Targeting pyroptosis with nanoparticles to alleviate neuroinflammatory for preventing secondary damage following traumatic brain injury.

Abstract

Posttraumatic neuroinflammation is a key driver of secondary injury after traumatic brain injury (TBI). Pyroptosis, a proinflammatory form of programmed cell death, considerably activates strong neuroinflammation and amplifies the inflammatory response by releasing inflammatory contents. Therefore, treatments targeting pyroptosis may have beneficial effects on the treatment of secondary brain damage after TBI. Here, a cysteine-alanine-glutamine-lysine peptide-modified β-lactoglobulin (β-LG) nanoparticle was constructed to deliver disulfiram (DSF), C-β-LG/DSF, to inhibit pyroptosis and decrease neuroinflammation, thereby preventing TBI-induced secondary injury.

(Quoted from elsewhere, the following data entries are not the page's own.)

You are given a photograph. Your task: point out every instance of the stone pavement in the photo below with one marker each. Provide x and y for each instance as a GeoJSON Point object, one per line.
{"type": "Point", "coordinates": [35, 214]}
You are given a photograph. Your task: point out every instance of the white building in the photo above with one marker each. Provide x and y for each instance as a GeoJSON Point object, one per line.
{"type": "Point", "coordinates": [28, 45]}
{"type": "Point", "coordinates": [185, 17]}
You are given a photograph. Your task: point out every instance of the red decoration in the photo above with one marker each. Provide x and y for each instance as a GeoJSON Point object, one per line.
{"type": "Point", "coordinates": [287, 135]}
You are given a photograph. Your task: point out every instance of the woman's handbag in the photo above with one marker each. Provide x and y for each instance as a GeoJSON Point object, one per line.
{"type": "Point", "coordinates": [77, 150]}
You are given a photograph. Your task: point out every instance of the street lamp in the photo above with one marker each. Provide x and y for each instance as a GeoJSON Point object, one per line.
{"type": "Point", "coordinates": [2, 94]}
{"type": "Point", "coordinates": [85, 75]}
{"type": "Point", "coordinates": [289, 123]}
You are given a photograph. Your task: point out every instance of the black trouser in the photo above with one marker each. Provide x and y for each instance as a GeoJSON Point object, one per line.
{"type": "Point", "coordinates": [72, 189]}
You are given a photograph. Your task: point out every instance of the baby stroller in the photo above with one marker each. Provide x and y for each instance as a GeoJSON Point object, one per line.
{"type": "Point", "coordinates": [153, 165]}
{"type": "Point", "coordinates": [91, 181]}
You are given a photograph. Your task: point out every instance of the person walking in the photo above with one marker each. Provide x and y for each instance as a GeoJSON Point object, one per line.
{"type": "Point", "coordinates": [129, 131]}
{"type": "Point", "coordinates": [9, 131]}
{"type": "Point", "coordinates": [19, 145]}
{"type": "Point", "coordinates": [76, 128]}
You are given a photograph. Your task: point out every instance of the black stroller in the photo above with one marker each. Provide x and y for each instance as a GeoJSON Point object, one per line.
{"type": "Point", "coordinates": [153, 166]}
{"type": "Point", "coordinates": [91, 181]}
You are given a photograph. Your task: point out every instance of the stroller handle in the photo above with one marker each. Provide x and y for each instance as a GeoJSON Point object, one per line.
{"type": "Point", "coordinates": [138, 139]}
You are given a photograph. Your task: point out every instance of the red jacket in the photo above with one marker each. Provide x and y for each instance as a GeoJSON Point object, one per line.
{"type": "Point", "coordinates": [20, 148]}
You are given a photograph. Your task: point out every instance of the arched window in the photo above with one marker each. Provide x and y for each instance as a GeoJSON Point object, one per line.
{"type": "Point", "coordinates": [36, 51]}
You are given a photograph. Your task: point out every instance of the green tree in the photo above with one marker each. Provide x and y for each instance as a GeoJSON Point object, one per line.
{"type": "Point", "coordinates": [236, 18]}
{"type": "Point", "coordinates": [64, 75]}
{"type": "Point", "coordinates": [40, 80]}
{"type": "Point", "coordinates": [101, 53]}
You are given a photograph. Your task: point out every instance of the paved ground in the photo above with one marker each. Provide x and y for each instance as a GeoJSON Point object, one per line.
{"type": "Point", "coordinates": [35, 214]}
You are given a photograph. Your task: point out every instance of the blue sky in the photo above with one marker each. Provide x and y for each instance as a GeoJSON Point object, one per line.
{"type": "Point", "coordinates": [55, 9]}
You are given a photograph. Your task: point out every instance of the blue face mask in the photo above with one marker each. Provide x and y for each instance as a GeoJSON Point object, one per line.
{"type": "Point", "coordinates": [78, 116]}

In the post-TBI mice model, C-β-LG/DSF selectively targets the injured brain, increases DSF accumulation, and extends the time of the systemic circulation of DSF. C-β-LG/DSF can alleviate brain edema and inflammatory response, inhibit secondary brain injury, promote learning, and improve memory recovery in mice after trauma. Therefore, this study likely provided a potential approach for reducing the secondary spread of TBI.